Millennial-scale coseismic landslide history inferred from topographic and stratigraphic features of a post-caldera cone of Aso Volcano in southwestern Japan

Abstract

The 2016 Mw 7.0 Kumamoto earthquake triggered numerous landslides of fallout tephra deposits around Aso Volcano in southwestern Japan. Although rainfall-induced landslides have been repeatedly observed on the tephra-mantled slopes of this region, the spatial patterns and frequency of coseismic landslides remain unclear because of the scarce landslide evidence associated with palaeoseismicity.

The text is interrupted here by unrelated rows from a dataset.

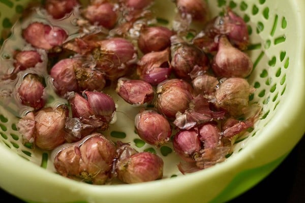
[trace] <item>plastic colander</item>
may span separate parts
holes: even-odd
[[[256,88],[251,103],[263,107],[251,132],[239,138],[234,152],[223,162],[185,175],[170,144],[155,148],[134,132],[139,110],[115,94],[117,120],[104,134],[130,142],[139,151],[161,156],[164,178],[132,184],[94,185],[56,174],[49,151],[22,144],[16,128],[13,103],[0,100],[0,187],[29,202],[221,202],[248,190],[274,169],[305,132],[305,2],[303,0],[209,0],[211,16],[229,6],[249,25],[254,63],[248,78]],[[13,36],[11,28],[29,0],[0,1],[1,45]],[[174,7],[159,0],[158,16],[170,22]],[[4,46],[2,46],[3,47]],[[11,53],[3,50],[1,59]],[[2,89],[1,96],[5,94]]]

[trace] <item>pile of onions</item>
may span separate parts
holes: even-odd
[[[18,81],[16,102],[30,108],[17,124],[23,142],[52,151],[62,176],[95,184],[163,177],[161,157],[103,134],[116,111],[106,88],[141,107],[139,138],[157,148],[172,144],[182,174],[223,161],[259,117],[249,98],[255,89],[247,80],[253,63],[242,19],[227,8],[209,19],[206,1],[177,0],[171,28],[151,24],[154,3],[46,0],[39,7],[46,20],[24,25],[27,46],[15,50],[3,80]],[[79,35],[46,22],[74,15]],[[205,26],[190,40],[193,22]],[[50,89],[67,103],[50,107]]]

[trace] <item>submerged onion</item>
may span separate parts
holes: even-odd
[[[17,92],[22,104],[33,108],[35,110],[42,108],[46,104],[45,87],[42,84],[42,79],[36,74],[26,75]]]
[[[118,80],[115,91],[126,102],[136,106],[149,104],[155,96],[155,90],[148,82],[126,78]]]
[[[167,119],[154,110],[141,111],[135,118],[136,130],[145,142],[157,147],[169,141],[171,127]]]
[[[68,34],[61,27],[35,22],[22,31],[22,37],[33,46],[49,50],[61,46],[68,38]]]

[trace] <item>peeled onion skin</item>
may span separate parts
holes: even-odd
[[[249,108],[249,95],[255,90],[243,78],[230,78],[223,82],[215,92],[216,107],[233,117],[242,115]]]
[[[34,47],[49,51],[62,45],[68,34],[60,27],[35,22],[22,30],[22,37]]]
[[[157,86],[170,76],[170,58],[169,48],[144,54],[137,62],[137,74],[141,80]]]
[[[159,156],[150,152],[139,152],[117,162],[117,178],[126,183],[136,183],[161,179],[164,162]]]
[[[35,110],[42,109],[46,104],[45,87],[42,79],[37,75],[28,74],[23,79],[18,88],[18,96],[21,103],[31,107]]]
[[[195,66],[203,71],[207,70],[208,58],[201,49],[178,38],[176,36],[171,38],[172,68],[178,78],[190,80],[190,74]]]
[[[110,178],[116,149],[103,134],[94,133],[77,143],[55,149],[52,152],[53,164],[63,176],[104,184]]]
[[[222,36],[219,40],[218,51],[213,58],[211,68],[220,78],[246,78],[251,73],[253,63],[247,54],[234,47],[227,37]]]
[[[143,110],[135,118],[136,130],[147,143],[159,147],[170,141],[171,127],[165,117],[154,110]]]
[[[34,143],[40,149],[50,150],[65,142],[66,119],[69,110],[65,105],[44,108],[29,113],[17,125],[24,143]]]
[[[150,104],[155,96],[155,90],[148,82],[126,78],[118,79],[115,91],[128,104],[135,106]]]
[[[163,26],[141,27],[138,39],[138,46],[144,54],[164,50],[170,46],[170,37],[173,32]]]

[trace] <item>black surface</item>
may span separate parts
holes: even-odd
[[[0,202],[24,202],[2,190]],[[228,203],[253,202],[305,202],[305,136],[278,167]]]

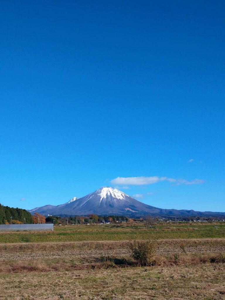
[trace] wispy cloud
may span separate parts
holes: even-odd
[[[140,199],[142,199],[144,198],[143,194],[135,194],[133,195],[134,198],[139,198]]]
[[[129,190],[130,189],[130,187],[128,186],[120,187],[118,186],[116,186],[115,188],[116,188],[122,189],[122,190]]]
[[[140,177],[118,177],[111,181],[112,184],[118,184],[119,185],[125,184],[127,185],[145,185],[152,184],[161,181],[167,181],[176,185],[180,184],[199,184],[204,183],[205,182],[201,179],[194,179],[188,181],[185,179],[179,178],[175,179],[167,177],[158,177],[152,176],[146,177],[142,176]]]

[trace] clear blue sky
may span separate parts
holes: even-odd
[[[224,1],[5,0],[0,20],[0,202],[112,185],[225,212]]]

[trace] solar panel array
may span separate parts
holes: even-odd
[[[53,224],[0,224],[0,231],[46,231],[53,230]]]

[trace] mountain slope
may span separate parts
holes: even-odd
[[[46,205],[28,211],[31,213],[55,215],[151,214],[169,216],[225,215],[225,213],[195,212],[182,209],[165,209],[145,204],[121,191],[110,187],[101,188],[81,198],[76,197],[63,204]]]

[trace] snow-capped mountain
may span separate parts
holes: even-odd
[[[70,199],[69,201],[68,201],[67,204],[68,204],[69,203],[71,203],[71,202],[73,202],[74,201],[76,201],[76,200],[77,200],[78,198],[77,198],[76,197],[74,197],[73,198],[72,198],[72,199]]]
[[[145,204],[117,189],[101,188],[81,198],[74,197],[63,204],[46,205],[28,210],[47,216],[88,215],[92,214],[106,215],[213,215],[224,213],[195,212],[193,210],[164,209]]]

To examine the distribution of landslides induced by the 2016 Kumamoto earthquake and possibly by prior large earthquakes, we conducted geomorphological analyses using airborne light detection and ranging (LiDAR) data, together with geological investigations of tephra deposits in the Takanoobane lava dome (TLD), a post-caldera cone of Aso Volcano. Repeated LiDAR surveys performed before and after the earthquake allowed us to quantify the volume and geometry of five coseismic landslides (K1–K5), as well as three component blocks of the K1 landslide (K1a–c). The surveys also allowed identification of 12 older landslides (O1–O12) fully covered by vegetation. Source areas of recent coseismic landslides ranged from 1050 to 14,920 m2; those of older landslides were estimated to be 1110–15,730 m2. The H/L ratios of the K1 landslide and its component blocks K1a–c ranged from 0.139 to 0.165, despite their volumes ranging from 104 to 105 m3. The K1 landslide occurred on the southwest-facing slope, where older landslides were not recognised before the earthquake. Its slip surface was formed at the base of the 30 ka pumice layer. The largest one of the older landslides (O1) is located on the south-facing slope, adjacent to the K1 landslide. Stratigraphic investigations revealed that most of the tephra sequence, including the 30 ka pumice layer, has already been eroded at the centre of the O1 landslide. Radiocarbon dating further constrained the landslide age to ca. 7.0 ka. Because its topographic and stratigraphic features are similar to the features of the K1 landslide, the O1 landslide may have been triggered by a palaeoearthquake approximately 7000 years ago, which was previously unknown around the Aso caldera region.